Il semble imiter les paroles et le phrasé des adultes dans ses propos, ce qui accentue mon amusement.
- A Khonfas. J’étais esclave là bas.
Je ne vois pas vraiment de raison de lui mentir. Il acquiesce avec un petit « ah », mais je ne semble pas vraiment comprendre ce que cela implique. Ce n’est sans doute pas plus mal.
- Je m’appelle Athon.
- Sha’ale.
Laissant mon barda derrière, nous nous avançons pour rejoindre les autres enfants. Les deux équipes sont rapidement réarrangées et je m’amuse de voir que je suis dans l’équipe en infériorité numérique. Je suis dans le groupe du gamin qui est venu me parler avec deux autres hinïons blonds qui se ressemblent tant qu’ils pourraient être jumeaux et un autre aux cheveux roux et à la peau verte que je soupçonne d’être un taurion. Le coup d’envoi est lancé et nous nous passons la balle, tâchant de la reprendre à l'adversaire lorsqu'il parvient à s'en saisir. Ils enfants me font souvent la passe, comme s’ils vérifiaient de quoi j’étais capable. Mes jambes sont un peu rouillées, mais dans l’ensemble les mécanismes me reviennent petit à petit et la partie se dynamise. D’un côté comme de l’autre, nous parvenons à marquer des buts, l’un d’eux fut même marqué par ma patte griffue.
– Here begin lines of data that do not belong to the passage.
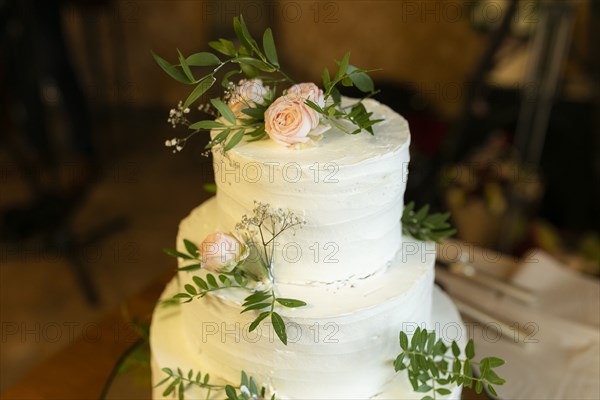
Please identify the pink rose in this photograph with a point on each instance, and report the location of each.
(288, 122)
(221, 252)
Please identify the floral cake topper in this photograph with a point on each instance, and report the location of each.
(260, 100)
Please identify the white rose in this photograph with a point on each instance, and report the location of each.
(246, 95)
(221, 252)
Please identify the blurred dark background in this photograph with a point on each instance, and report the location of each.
(502, 99)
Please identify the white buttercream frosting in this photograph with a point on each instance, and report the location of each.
(349, 188)
(362, 281)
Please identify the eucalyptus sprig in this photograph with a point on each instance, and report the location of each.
(347, 75)
(248, 59)
(431, 369)
(424, 226)
(179, 382)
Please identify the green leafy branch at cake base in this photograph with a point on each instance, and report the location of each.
(178, 383)
(431, 370)
(266, 300)
(424, 226)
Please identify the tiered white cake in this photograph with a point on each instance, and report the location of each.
(362, 280)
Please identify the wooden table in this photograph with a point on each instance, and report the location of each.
(81, 370)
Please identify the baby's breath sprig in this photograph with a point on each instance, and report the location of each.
(424, 226)
(179, 382)
(430, 369)
(264, 226)
(258, 232)
(261, 229)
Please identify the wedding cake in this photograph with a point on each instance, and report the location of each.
(297, 279)
(362, 281)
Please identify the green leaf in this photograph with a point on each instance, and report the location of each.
(467, 368)
(191, 267)
(255, 112)
(326, 79)
(224, 46)
(291, 303)
(171, 70)
(257, 306)
(492, 377)
(225, 280)
(206, 124)
(234, 140)
(201, 88)
(430, 342)
(200, 282)
(361, 80)
(242, 33)
(177, 254)
(225, 81)
(258, 320)
(254, 62)
(279, 327)
(403, 341)
(249, 71)
(455, 349)
(414, 341)
(162, 382)
(495, 362)
(191, 248)
(424, 388)
(470, 349)
(399, 362)
(221, 137)
(314, 106)
(256, 297)
(230, 392)
(170, 388)
(190, 289)
(478, 387)
(186, 68)
(202, 59)
(269, 46)
(342, 67)
(223, 109)
(210, 188)
(210, 278)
L’un des blonds avait fait une belle passe lobée au-dessus de la tête d’un adversaire et la balle avait été adroitement réceptionnée par Athon qui l’a renvoyée dans ma direction. Saisissant l’occasion au vol, j’ai lancé ma jambe et envoyé la balle dans les buts adverses sans que le gardien ne puisse faire quoi que ce soit. Notre équipe est alors partie d’un petit chant de victoire accompagné de rires et l'espace de quelques seconde je me suis retrouvé de nouveau enfant.
N’ayant pas fait attention au score, j’ignore, lorsque la partie de termine, qui a gagné ou perdu, mais je n’en ai cure. Tous les gamins et moi-même partons sur quelques éclats de rires en se remémorant certaines belles actions. Finalement, je me rends compte que l’heure a avancé et que le moment de me rendre à Rock Amrath est venu. Non sans un certain regret, j’annonce aux enfants que je dois m’en aller, ce à quoi ils répondent par des protestations de rigueur lorsqu’un nouveau camarade de jeu prétend devoir s’en aller. Athon s’approche avec un grand sourire.
- Tu reviendras ?
Je lui renvois son sourire en découvrant mes canines. Les gamins savent mettre de côté les préjugés raciaux et ceux-là m’ont accepté comme camarade de jeu à part entière dès lors que j’ai tapé dans la balle. Après tout, je n’ai que vingt-cinq petites années et eux doivent en avoir à peu près autant, songé-je avec amusement.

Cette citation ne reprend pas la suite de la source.